Hi,
I am using TF v2.14 and tfmot v0.7.5
I am trying to apply QAT on my trained model and then convert the QAT model to TFLite. So for this, I wrote the following code:
converter = tf.lite.TFLiteConverter.from_keras_model(qat_model)
converter.optimizations = [tf.lite.Optimize.DEFAULT]
converter.inference_input_type = tf.int8
converter.inference_output_type = tf.int8
quantized_tflite_model = converter.convert()
with open(self.output_model_path, 'wb') as f:
f.write(quantized_tflite_model)
But I got the following error:
ValueError: The inference_input_type and inference_output_type must be tf.float32.
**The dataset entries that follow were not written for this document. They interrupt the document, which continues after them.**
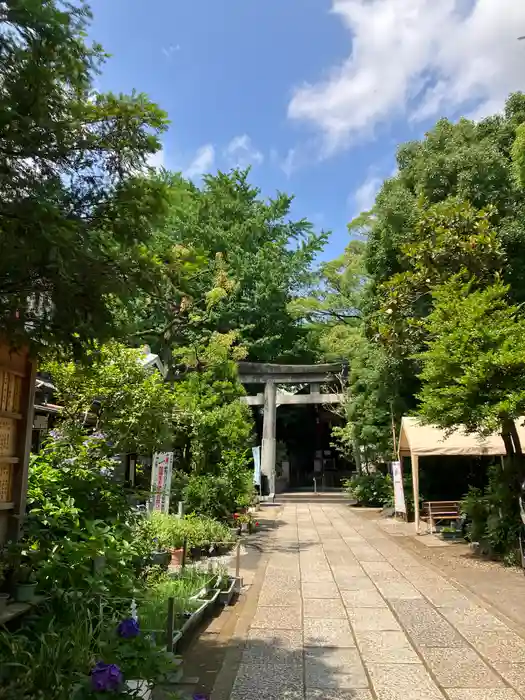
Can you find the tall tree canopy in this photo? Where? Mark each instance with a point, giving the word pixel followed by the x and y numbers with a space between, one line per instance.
pixel 77 203
pixel 243 262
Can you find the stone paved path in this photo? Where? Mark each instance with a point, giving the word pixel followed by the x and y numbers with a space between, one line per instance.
pixel 344 613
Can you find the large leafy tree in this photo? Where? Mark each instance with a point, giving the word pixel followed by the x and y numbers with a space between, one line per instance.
pixel 77 201
pixel 136 407
pixel 244 261
pixel 456 201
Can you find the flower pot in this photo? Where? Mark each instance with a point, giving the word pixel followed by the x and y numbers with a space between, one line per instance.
pixel 25 592
pixel 196 553
pixel 176 556
pixel 160 558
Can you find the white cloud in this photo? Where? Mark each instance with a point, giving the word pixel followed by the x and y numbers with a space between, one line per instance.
pixel 365 195
pixel 416 59
pixel 202 162
pixel 168 51
pixel 156 160
pixel 240 152
pixel 289 164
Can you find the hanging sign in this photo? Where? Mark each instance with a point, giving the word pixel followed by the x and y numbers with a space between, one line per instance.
pixel 256 451
pixel 161 471
pixel 399 492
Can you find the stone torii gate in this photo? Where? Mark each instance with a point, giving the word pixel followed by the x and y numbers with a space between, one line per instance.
pixel 271 375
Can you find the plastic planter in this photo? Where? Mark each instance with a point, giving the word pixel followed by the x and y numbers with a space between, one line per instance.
pixel 161 558
pixel 141 689
pixel 226 597
pixel 25 592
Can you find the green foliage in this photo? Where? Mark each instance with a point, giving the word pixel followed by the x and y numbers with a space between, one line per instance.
pixel 455 204
pixel 473 370
pixel 51 656
pixel 77 512
pixel 249 261
pixel 371 490
pixel 77 203
pixel 367 406
pixel 170 532
pixel 494 515
pixel 137 405
pixel 333 308
pixel 518 156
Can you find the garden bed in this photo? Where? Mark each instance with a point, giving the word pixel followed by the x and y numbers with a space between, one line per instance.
pixel 227 595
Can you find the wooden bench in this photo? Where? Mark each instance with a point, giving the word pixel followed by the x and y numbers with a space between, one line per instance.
pixel 436 511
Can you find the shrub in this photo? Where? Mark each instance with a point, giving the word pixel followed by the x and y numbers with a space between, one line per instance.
pixel 169 531
pixel 373 490
pixel 76 513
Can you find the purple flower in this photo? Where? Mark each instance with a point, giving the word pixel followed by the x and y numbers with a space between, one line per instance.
pixel 128 628
pixel 106 677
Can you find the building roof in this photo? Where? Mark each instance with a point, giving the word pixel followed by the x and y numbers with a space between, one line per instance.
pixel 428 440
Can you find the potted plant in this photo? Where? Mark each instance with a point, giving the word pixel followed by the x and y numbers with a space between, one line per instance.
pixel 4 597
pixel 160 555
pixel 25 584
pixel 451 533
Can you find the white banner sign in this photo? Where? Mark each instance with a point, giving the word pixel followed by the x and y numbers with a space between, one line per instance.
pixel 161 481
pixel 399 492
pixel 256 451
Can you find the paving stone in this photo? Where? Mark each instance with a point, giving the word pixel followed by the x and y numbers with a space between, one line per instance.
pixel 457 668
pixel 403 682
pixel 280 597
pixel 425 625
pixel 480 694
pixel 379 567
pixel 338 660
pixel 281 579
pixel 356 583
pixel 316 575
pixel 268 617
pixel 446 597
pixel 498 646
pixel 324 608
pixel 264 651
pixel 372 619
pixel 320 590
pixel 267 682
pixel 386 647
pixel 513 674
pixel 334 668
pixel 323 694
pixel 335 633
pixel 363 599
pixel 393 590
pixel 474 619
pixel 284 639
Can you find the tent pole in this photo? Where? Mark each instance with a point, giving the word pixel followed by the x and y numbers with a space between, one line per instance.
pixel 415 488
This is for full_integer TFLite.
Any explanation why I am getting this error?
Thanks,
The root cause of the error you’re encountering is that TensorFlow Lite’s converter does not support setting both inference_input_type
and inference_output_type
to tf.int8
for full integer quantization directly through the TFLiteConverter
API when converting a Quantization Aware Training (QAT) model. The converter expects the input and output types to be in floating-point format (tf.float32
) by default for compatibility with most use cases, where quantization and dequantization are handled internally.
Hi @MLEnthusiastic,I have tried to convert a QAT model to tflite having inference input and output type as int8 and did not face any error. Could please follow the similar way for converting input and output inference to int8 as shown in this gist. If you still face the same error, please provide the stand alone code to reproduce the issue. Tahnk You.